As a digital marketing and communications professional who spends equal time in the consumer and healthcare spaces, I'm always looking for transferable insights.
The “purchase path” of Awareness, Seek, Find, Transact and Recommend is a well-accepted marketing concept. Digital and social media have shortened the time needed to navigate this path, letting many activities happen in parallel (social search and Google +1 recs, for example) or in rapid sequence. Digital platforms also let brands cultivate a more persistent relationship with customers across the continuum (be it via social CRM or online communities). But what about the role of the physician as primary “customer” and the patient as end-user? Pharma historically has marketed along two tracks—1. Driving physicians to prescribe a treatment, and 2. Urging patients to request a treatment. Hence, the real opportunity for pharma is to challenge this model with digital and social media—providing platforms that extend the doctor/patient relationship and value of the dialogue, before, and after, the script is written.

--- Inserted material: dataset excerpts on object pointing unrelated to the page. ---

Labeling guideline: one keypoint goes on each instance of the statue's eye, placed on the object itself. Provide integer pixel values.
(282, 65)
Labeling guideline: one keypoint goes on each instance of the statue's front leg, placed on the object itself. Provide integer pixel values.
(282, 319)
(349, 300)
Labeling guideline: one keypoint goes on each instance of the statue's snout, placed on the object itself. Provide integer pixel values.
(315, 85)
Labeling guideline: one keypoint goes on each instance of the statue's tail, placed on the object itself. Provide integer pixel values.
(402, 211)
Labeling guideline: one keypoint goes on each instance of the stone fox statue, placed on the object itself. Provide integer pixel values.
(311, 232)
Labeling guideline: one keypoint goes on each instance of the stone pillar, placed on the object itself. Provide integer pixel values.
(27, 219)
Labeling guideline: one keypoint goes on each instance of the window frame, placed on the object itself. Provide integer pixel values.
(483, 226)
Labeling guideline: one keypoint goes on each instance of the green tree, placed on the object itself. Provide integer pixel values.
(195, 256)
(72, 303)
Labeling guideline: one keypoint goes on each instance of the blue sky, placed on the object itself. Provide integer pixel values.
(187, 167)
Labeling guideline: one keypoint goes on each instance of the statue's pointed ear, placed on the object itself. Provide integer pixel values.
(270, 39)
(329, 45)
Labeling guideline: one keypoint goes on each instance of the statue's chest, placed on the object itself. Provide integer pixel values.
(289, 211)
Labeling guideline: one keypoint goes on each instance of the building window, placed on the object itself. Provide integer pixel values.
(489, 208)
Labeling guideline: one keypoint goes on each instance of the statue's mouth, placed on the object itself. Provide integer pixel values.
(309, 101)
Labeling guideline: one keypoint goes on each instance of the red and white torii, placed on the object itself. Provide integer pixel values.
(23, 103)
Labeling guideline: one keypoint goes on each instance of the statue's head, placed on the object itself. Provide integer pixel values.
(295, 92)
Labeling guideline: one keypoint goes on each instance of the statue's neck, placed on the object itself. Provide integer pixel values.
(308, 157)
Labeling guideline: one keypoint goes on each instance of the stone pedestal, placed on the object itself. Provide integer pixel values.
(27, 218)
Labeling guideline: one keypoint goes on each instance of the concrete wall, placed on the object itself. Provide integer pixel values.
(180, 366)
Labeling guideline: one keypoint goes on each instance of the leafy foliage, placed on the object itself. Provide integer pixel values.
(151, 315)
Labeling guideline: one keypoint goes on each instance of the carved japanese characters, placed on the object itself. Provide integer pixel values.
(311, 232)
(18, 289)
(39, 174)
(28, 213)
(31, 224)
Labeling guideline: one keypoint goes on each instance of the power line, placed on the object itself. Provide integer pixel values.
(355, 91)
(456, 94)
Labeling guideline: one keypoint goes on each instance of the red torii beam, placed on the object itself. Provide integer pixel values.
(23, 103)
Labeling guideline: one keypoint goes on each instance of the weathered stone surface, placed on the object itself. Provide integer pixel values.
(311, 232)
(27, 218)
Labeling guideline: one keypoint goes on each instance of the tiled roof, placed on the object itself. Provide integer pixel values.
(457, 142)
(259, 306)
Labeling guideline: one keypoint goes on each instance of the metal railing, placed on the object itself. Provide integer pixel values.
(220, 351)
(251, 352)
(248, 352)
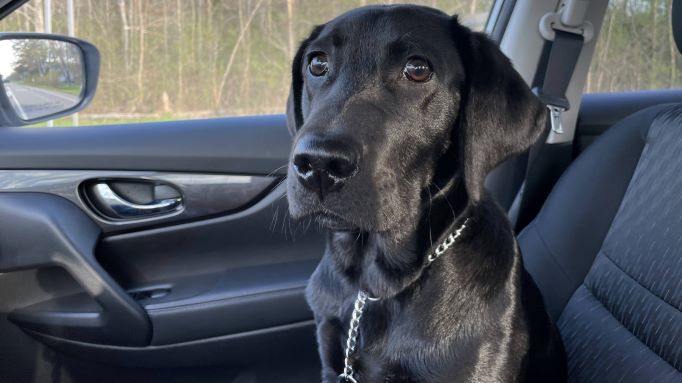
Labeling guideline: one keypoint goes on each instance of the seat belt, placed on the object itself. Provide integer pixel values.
(565, 33)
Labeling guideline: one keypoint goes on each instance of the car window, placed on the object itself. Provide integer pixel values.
(176, 59)
(636, 50)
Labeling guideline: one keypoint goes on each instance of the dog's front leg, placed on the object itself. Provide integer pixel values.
(329, 340)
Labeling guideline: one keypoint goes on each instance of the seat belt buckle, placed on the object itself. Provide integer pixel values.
(555, 118)
(556, 105)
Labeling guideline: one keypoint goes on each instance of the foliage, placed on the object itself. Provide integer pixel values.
(201, 58)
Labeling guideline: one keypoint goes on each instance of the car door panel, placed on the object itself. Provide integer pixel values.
(220, 282)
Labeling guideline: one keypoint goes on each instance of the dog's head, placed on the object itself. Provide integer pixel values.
(385, 97)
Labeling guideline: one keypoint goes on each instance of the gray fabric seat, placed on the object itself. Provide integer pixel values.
(606, 250)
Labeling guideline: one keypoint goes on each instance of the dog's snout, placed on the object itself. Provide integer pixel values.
(323, 165)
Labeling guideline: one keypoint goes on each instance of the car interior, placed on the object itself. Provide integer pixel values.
(161, 251)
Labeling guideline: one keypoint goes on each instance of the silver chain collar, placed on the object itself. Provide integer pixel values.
(348, 374)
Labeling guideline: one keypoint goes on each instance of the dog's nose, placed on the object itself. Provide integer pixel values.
(323, 165)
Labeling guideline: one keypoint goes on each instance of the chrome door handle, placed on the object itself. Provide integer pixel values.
(115, 206)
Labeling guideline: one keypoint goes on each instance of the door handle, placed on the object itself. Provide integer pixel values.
(115, 206)
(67, 238)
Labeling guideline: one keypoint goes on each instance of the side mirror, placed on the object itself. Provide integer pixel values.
(45, 76)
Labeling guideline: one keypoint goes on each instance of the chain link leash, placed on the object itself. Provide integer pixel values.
(348, 375)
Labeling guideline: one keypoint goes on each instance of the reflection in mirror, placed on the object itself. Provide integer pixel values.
(41, 77)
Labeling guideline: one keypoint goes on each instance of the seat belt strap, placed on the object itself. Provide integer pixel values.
(558, 70)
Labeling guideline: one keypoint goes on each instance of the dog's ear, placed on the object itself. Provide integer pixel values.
(499, 115)
(296, 101)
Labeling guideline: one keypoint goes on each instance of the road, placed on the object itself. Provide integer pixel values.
(34, 102)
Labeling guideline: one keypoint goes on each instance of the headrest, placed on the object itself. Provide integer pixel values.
(677, 23)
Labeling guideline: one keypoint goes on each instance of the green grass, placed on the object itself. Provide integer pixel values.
(84, 120)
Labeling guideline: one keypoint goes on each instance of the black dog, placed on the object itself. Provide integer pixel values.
(399, 112)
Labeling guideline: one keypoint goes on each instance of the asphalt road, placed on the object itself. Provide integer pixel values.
(37, 102)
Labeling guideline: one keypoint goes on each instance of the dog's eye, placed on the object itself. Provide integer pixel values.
(417, 69)
(318, 65)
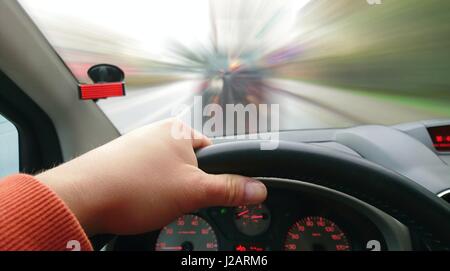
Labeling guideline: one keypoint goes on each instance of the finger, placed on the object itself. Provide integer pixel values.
(232, 190)
(180, 130)
(199, 140)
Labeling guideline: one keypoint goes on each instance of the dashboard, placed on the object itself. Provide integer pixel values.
(330, 189)
(309, 218)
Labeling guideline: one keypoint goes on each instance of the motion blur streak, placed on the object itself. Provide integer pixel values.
(327, 63)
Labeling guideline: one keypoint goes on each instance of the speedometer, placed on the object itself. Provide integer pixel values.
(187, 233)
(316, 233)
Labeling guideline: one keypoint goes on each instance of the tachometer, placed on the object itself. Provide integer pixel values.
(187, 233)
(252, 219)
(316, 234)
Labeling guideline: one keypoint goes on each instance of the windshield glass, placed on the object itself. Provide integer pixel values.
(324, 63)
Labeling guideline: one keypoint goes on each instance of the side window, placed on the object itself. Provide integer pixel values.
(9, 148)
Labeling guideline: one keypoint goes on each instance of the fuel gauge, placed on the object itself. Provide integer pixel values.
(252, 220)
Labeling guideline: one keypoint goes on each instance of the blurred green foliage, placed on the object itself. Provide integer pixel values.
(400, 47)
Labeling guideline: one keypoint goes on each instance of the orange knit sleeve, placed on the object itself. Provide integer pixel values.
(33, 217)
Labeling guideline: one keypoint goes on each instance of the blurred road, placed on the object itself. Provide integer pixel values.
(302, 105)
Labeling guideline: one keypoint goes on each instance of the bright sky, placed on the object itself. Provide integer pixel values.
(153, 23)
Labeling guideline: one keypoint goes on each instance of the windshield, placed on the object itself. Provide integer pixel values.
(324, 63)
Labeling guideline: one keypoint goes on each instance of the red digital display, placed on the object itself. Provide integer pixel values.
(441, 137)
(101, 91)
(248, 247)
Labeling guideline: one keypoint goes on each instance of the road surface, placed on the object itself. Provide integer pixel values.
(302, 105)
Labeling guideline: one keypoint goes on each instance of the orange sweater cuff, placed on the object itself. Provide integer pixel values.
(33, 217)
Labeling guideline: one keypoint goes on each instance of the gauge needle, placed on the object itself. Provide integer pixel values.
(243, 213)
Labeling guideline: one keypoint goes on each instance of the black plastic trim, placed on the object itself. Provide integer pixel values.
(39, 146)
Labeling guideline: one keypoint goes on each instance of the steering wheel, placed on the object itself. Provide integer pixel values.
(411, 204)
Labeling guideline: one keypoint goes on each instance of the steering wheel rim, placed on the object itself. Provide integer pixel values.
(403, 199)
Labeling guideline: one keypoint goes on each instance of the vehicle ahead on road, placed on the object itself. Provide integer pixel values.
(361, 163)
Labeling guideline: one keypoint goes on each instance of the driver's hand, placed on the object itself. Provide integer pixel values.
(143, 180)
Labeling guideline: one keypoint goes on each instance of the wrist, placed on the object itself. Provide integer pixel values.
(72, 193)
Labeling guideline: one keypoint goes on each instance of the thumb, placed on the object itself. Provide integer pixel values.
(232, 190)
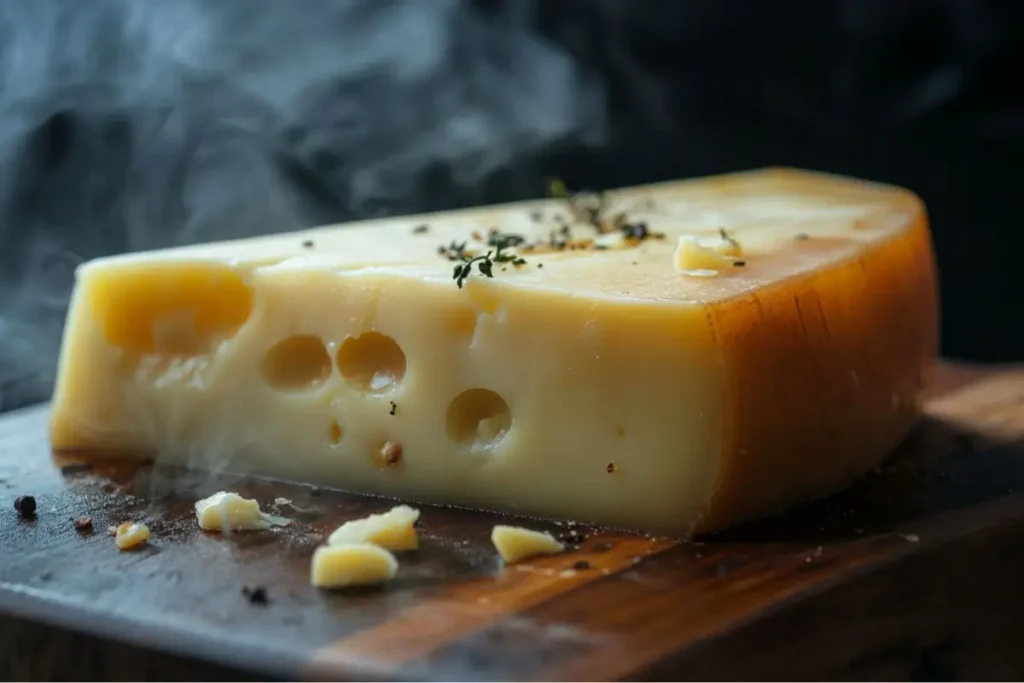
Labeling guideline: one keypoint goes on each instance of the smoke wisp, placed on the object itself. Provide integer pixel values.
(130, 125)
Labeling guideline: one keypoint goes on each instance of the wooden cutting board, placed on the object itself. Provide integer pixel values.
(912, 573)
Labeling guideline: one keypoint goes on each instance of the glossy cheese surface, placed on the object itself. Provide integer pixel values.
(599, 380)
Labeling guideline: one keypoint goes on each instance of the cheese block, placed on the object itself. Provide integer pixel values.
(592, 368)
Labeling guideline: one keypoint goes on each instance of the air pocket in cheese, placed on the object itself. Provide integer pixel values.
(518, 376)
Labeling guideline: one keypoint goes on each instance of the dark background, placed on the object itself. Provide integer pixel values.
(134, 124)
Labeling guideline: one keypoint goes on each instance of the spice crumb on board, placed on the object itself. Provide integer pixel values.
(255, 594)
(26, 506)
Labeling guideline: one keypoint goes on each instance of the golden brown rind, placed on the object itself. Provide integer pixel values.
(824, 375)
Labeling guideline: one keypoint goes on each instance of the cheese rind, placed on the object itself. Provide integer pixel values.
(719, 398)
(351, 564)
(393, 529)
(515, 543)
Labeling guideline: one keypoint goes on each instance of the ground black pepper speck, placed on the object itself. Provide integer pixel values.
(256, 595)
(26, 506)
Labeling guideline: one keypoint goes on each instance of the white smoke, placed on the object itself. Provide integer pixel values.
(129, 125)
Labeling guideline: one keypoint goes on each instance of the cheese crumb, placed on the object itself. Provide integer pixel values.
(351, 564)
(392, 529)
(515, 543)
(229, 511)
(130, 535)
(690, 256)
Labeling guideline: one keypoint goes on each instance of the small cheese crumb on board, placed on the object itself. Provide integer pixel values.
(130, 535)
(351, 564)
(515, 543)
(225, 510)
(393, 529)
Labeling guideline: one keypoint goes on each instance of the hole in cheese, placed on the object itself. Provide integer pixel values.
(297, 364)
(372, 361)
(388, 455)
(478, 417)
(180, 310)
(335, 433)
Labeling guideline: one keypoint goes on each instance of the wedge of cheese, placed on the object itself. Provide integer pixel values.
(675, 358)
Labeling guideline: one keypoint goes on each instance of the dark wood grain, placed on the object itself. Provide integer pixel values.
(910, 573)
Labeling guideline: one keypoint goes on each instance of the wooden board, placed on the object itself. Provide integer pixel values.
(913, 572)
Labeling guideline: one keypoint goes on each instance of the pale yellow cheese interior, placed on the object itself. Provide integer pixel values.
(599, 384)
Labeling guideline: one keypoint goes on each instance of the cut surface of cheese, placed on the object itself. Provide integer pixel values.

Imagine instead a relationship that begins in an online community after the patient finds credible information from HCPs and pharma companies. This leads to an office consult where the patient, empowered with a smartphone and information found prior to the visit, sits alongside the doctor, accessing shared digital resources about wellness, prevention or disease management. In addition to the prescription, patients (or caregivers) get a mobile app that facilitates care, monitoring and adherence. The app reminds them of critical lifestyle considerations, such as exercise during detected periods of inactivity, and provides geo-targeted restaurant recommendations tailored to a healthy diet. This “digital care kit” could include a referral to online support groups where patients could track and share their care, and physicians would post answers to questions. Nurses would be alerted to patients who are lapsing, and could schedule an online consultation between office visits. The possibilities for brands to facilitate this type of engagement are limitless.
So what could make this happen?
Digital resources prescribed as part of care regimens. To achieve this, pharma must develop and curate reliable, objective information online. But this information must be geared toward optimizing the patient/HCP relationship. Physicians must contribute to digital resources and participate in online conversations with the goal of starting dialogue before consultation, and maintaining it through the treatment cycle.
Brands that focus on merging online and in-office experiences will become the most relevant and valuable to both the physician and patient audiences alike.